Dans un premier temps, les Magdaléniens ont déblayé facilement la masse de calcaire gélifracté. Celle-ci, particulièrement épaisse au fond de la cave Taillebourg, a été conservée localement. Les artistes ont atteint la masse de calcaire décomprimé en grandes écailles, sur laquelle ils ont gravé finement d’abondantes figures entremêlées.
Dans un second temps, afin de disposer d’une grande surface assez homogène pour recevoir des œuvres sculptées dans l’abri Bourdois, les Magdaléniens ont fait chuter d’emblée tous les blocs prêts à tomber et ont arraché les écailles par martelage et par élargissement des fissures de décompression. Ce travail de dégagement de paroi est mis en évidence par la présence des morceaux d’écailles à surfaces gravées, retrouvés dans les couches d’occupation du Magdalénien moyen. Au fur et à mesure de la purge de la paroi, l’enlèvement des écailles de décompression et des dièdres tectoniques de plus en plus massifs a nécessité l’élargissement des fractures et des fissures.
Creusement d'encoignures entre les pattes du bison Bi1 de l'abri Bourdois
© Geneviève Pinçon, ministère de la Culture.
À l’heure actuelle, les traces de ces aménagements sont bien visibles sur la paroi de l’abri Bourdois : creusement d’encoignures, tentatives d’arrachement de blocs, élargissement de fractures, etc. Au final, il ne reste que très peu de surface originelle, la quasi-totalité de la paroi ayant été aménagée par les Magdaléniens. Après arrachement des blocs, la finition des parois en surface régulière est obtenue par piquetage et martelage systématique de la roche1. Ce travail devait être relativement aisé sur une surface fraîchement dégagée.
Buchage de la vénus Vé5 au profit du bouquetin Bo5 à l'aide d'un gros pic dans l'abri Bourdois
© Geneviève Pinçon, ministère de la Culture.

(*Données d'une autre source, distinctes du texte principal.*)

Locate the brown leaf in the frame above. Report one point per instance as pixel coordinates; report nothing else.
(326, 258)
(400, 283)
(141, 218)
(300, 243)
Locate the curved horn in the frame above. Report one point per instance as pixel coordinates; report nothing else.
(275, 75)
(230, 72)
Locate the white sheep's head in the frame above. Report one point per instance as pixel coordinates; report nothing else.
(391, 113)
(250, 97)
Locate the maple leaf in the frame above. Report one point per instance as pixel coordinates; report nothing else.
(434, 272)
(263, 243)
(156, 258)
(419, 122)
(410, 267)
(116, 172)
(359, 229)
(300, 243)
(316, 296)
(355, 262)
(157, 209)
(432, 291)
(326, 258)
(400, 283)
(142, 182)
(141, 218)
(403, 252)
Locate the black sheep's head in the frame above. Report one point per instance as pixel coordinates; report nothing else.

Des traces d’aménagement de nouvelles parties de la paroi aux dépens des sculptures déjà existantes ont de surcroît été remarquées. Cette tentative semble avoir été menée pour obtenir, après destruction du panneau des vénus, une grande surface apte à prolonger le registre aux bouquetins. La surface supportant le félin Fé2 a été dressée par piquetage après arrachement de blocs de la zone faillée entre les zones figuratives 5 et 6. Une tentative de reprise de paroi plus importante a été engagée en creusant un défermage sur une fracture près du félin Fé2 sur une profondeur de 4 cm à l’aide d’un pic, identique à celui qui a servi pour façonner les félins Fé1 et Fé2 ainsi que la tête Tê2.
Outre ces pics, souvent mentionnés dans la littérature comme les principaux outils des sculpteurs préhistoriques, les artistes magdaléniens du Roc-aux-Sorciers ont probablement utilisé des galets pour travailler la paroi. Suzanne de Saint-Mathurin en a effectivement mis au jour un nombre considérable durant ses fouilles ; ils sont actuellement conservés dans l’abri Bourdois. La mise en relation de ces outils avec la réalisation des sculptures pariétales a pu se faire grâce à la confrontation de l’analyse technologique de la paroi rocheuse2 avec l’étude de l’outillage sur galet, comprenant son analyse tracéologique couplée à des essais de reconstitution expérimentale effectués à proximité, sur une paroi de même type3. Ces galets sont pour la plupart en quartz. Leurs dimensions et poids variables ainsi que les différents stigmates qu’ils portent suggèrent que ces outils sont intervenus à différents stades dans l’élaboration des sculptures pariétales : ainsi, les galets massifs ont vraisemblablement servi de percuteurs pour préparer la paroi par martelage et la débarrasser du calcin ; les percuteurs moins volumineux ont pu servir à enlever de la matière autour des volumes à dégager, dans un travail de piquetage plus précis et plus fin que précédemment, le calcaire sous-jacent au calcin étant plus tendre ; les galets avec négatifs d’enlèvement et les éclats de quartz avec traces d’écrasement sur le fil de leurs tranchants ont pu servir à délimiter le contour des figures par raclage mais aussi à régulariser sommairement les surfaces sculptées ; enfin, les galets de quartzite et de grès avec leurs faces aplanies par usage ont probablement servi à régulariser les surfaces sculptées et peut-être à les enduire de matière colorante pour ceux qui sont maculés de rouge.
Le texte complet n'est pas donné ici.